Il nous faut donc prendre des mesures énergiques et retentissantes à même de modifier le ressenti collectif et de susciter à nouveau l’envie de faire avancer l’intégration européenne. Nous devons pour ce faire rétablir le sentiment de sécurité extérieure et intérieure ainsi que de bien-être socioéconomique chez les citoyens européens. À cette fin, il faut procéder à un renforcement effectif des frontières extérieures de l’UE, améliorer la coopération des services chargés de lutter contre le terrorisme et de maintenir l’ordre et la paix au sein de l’espace sans frontières, augmenter les dépenses dans le secteur de la défense, renforcer la politique étrangère de l’UE dans son ensemble et mieux coordonner celle de chaque État membre, et enfin, dernier point mais non des moindres, encourager l’investissement, l’inclusion sociale, la croissance et l’emploi, en tirant parti de l’évolution et de la convergence des technologies, tant dans la zone euro que dans le reste de l’Europe.

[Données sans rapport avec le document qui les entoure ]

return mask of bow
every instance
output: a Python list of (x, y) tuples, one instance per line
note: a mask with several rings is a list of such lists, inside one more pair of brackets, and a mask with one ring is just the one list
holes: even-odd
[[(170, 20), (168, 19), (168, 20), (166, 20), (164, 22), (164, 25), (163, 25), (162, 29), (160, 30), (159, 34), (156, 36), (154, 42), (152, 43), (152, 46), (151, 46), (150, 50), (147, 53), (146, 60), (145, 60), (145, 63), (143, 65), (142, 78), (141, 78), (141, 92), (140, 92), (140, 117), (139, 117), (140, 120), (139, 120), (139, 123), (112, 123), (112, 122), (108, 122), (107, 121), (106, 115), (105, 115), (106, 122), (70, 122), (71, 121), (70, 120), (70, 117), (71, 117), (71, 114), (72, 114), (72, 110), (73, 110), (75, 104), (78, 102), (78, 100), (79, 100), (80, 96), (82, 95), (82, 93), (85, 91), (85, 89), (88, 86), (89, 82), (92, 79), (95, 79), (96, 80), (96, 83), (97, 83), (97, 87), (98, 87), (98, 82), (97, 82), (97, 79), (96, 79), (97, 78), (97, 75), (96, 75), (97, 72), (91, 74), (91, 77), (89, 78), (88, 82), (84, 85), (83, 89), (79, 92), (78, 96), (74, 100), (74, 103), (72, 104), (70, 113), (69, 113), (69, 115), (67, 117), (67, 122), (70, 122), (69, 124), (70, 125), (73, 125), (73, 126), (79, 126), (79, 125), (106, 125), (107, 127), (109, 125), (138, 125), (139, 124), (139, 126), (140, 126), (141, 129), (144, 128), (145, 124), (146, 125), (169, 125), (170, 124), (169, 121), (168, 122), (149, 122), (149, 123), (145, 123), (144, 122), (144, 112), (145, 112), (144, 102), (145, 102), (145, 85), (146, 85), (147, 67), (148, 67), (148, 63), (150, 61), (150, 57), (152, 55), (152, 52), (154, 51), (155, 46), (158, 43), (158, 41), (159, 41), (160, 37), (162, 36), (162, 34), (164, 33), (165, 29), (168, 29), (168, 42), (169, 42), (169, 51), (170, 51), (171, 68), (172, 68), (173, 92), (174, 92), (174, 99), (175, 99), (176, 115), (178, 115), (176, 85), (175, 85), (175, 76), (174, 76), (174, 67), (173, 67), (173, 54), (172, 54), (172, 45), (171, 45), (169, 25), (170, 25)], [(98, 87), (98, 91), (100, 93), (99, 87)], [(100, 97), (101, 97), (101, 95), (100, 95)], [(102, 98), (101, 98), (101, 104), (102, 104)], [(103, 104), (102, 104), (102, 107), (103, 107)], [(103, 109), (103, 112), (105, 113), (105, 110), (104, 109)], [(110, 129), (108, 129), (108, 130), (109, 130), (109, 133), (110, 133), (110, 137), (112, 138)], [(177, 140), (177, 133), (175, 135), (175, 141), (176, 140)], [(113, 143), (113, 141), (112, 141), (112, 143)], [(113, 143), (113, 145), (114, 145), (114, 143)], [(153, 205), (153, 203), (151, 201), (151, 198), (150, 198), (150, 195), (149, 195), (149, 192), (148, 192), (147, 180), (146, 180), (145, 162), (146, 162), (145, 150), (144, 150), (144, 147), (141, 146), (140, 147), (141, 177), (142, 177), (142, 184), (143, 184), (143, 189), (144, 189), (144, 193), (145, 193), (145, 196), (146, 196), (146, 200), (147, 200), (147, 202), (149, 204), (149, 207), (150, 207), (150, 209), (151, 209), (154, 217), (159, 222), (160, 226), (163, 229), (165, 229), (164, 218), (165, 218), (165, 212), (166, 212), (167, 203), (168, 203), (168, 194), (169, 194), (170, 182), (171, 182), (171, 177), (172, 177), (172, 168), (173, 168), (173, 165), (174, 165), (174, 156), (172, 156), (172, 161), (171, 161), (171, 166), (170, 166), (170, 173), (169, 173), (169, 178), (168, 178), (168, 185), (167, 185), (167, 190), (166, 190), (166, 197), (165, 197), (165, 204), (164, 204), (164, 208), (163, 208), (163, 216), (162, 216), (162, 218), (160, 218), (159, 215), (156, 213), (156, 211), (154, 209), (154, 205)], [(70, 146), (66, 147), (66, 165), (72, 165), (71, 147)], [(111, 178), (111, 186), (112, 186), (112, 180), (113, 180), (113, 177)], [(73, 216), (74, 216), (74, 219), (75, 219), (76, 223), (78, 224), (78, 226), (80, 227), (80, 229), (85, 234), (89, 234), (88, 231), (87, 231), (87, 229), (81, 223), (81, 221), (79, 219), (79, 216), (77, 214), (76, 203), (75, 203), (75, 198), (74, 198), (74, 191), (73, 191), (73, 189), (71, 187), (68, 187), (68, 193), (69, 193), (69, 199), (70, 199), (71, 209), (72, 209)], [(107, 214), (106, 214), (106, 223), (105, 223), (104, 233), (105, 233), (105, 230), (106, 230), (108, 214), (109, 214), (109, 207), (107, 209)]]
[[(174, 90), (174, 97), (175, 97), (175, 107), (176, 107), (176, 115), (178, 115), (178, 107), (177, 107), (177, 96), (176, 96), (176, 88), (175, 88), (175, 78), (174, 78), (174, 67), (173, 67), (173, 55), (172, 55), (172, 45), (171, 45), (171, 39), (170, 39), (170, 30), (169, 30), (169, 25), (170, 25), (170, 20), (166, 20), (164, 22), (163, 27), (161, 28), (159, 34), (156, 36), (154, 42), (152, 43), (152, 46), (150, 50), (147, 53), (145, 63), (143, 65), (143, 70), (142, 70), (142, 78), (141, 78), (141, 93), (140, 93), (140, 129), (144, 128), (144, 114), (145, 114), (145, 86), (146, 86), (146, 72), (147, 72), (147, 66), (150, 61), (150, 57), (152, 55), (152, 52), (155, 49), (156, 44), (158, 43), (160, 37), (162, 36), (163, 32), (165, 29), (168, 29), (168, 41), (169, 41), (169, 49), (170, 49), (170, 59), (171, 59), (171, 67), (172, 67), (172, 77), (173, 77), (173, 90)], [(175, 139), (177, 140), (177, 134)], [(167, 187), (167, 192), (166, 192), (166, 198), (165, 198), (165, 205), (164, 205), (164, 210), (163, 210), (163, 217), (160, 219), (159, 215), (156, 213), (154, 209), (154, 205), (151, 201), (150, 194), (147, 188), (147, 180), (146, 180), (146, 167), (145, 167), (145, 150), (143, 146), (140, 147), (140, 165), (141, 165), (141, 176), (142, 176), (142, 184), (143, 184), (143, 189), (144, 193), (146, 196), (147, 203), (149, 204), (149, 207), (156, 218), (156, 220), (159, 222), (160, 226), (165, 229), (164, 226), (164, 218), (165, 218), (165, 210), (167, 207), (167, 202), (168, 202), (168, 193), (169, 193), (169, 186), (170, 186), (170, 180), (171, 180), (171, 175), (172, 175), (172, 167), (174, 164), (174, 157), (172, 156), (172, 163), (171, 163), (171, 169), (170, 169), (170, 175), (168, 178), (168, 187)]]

Nous devrions mettre à profit le revirement opéré par les États-Unis dans leur stratégie commerciale pour intensifier les pourparlers que nous menons avec les partenaires intéressés, tout en défendant nos intérêts. L’Union européenne ne devrait pas abandonner son rôle de superpuissance commerciale ouverte aux autres, qui protège ses citoyens et ses entreprises, en gardant à l’esprit que le libre échange va de pair avec des transactions commerciales loyales. Nous devrions également défendre résolument l’ordre international fondé sur l’État de droit. Nous ne pouvons plier devant ceux qui s’emploient à affaiblir ou à invalider les liens transatlantiques, garants de la pérennité de l’ordre et de la paix au niveau mondial. Il serait bon de rappeler à nos amis américains leur propre devise: Unis nous vaincrons, divisés nous échouerons.